Christie and Republicans banded together with Senate President Stephen Sweeney (D-Gloucester) and Assembly Speaker Sheila Oliver (D-Essex) to advance the bill despite opposition from the majority of Democrats who control the Legislature.
Kudos to Sweeney and Oliver for having the fortitude to stand up to the union bullies who feel they’re entitled to endless benefits and zero sacrifice. New Jersey has been reeling under crushing debt from years of runaway spending and the bill has come due. In just 18 months in office Christie has demonstrated leadership qualities sorely lacking from many in higher office, most notably at 1600 Pennsylvania Avenue. He understood the problems, campaigned on the message he would fix things and has kept his promise.
Supporters of the bill say the state needs to cut costs because the pension and health systems are underfunded by more than $120 billion total. The Christie administration estimated the bill would save $3 billion in health benefits over the next 10 years and $120 billion in pension costs over 30 years.
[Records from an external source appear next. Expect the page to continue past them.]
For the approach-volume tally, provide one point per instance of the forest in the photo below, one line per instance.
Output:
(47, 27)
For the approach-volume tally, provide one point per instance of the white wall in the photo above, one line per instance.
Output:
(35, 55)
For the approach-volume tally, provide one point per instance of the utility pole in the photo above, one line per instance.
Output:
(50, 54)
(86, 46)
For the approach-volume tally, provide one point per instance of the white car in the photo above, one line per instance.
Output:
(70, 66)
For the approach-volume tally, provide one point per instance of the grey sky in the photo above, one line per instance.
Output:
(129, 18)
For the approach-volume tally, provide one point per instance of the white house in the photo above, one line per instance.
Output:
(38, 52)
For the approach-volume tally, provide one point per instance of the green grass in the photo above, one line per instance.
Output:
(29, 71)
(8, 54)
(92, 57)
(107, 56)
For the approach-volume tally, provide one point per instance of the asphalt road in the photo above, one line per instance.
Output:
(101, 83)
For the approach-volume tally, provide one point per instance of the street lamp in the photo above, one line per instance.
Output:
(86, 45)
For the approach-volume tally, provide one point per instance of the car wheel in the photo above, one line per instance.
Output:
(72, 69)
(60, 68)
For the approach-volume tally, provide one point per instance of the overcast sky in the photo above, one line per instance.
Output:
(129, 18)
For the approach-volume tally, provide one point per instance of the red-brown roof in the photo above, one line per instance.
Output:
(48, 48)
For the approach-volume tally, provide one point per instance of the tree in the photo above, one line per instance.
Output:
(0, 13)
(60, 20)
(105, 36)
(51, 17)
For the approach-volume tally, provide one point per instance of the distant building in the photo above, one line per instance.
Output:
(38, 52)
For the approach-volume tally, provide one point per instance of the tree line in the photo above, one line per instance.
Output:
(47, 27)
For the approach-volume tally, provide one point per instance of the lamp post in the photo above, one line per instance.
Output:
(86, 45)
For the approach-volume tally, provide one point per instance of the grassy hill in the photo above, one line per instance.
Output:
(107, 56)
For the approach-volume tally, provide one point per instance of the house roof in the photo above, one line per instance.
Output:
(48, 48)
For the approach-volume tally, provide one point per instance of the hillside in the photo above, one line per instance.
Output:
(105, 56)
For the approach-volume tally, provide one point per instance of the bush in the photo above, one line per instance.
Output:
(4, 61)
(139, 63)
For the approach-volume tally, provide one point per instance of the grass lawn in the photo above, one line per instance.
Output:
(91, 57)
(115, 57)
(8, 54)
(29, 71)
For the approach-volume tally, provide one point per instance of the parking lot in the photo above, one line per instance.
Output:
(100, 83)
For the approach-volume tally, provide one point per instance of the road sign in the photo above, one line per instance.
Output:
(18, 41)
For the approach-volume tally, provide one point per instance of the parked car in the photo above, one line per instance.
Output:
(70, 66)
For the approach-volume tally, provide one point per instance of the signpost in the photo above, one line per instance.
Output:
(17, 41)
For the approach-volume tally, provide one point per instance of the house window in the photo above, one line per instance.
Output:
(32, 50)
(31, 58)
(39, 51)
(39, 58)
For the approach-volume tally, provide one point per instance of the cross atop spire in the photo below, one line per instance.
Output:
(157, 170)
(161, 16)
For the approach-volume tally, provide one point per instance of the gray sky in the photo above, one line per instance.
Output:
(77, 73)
Much of the pension savings are from the controversial elimination of the cost-of-living adjustments for retirees, which unions have threatened to challenge in court.
Meanwhile, other Democrats are left dispirited, crushed by the notion that the days of living large on the backs of taxpayers may be coming to an end.
Most Democrats denounced the bill, and Assemblyman Joseph Cryan (D-Union), the Assembly majority leader, called it “one of the most stunned and disheartening times” of his career.
Now he knows how taxpayers feel every time he makes a grab for our wallets. Sweeney, meanwhile, was unapologetic.
“Nobody is talking about how we protected 800,000 people’s pensions,” he said today. “I don’t apologize for that.”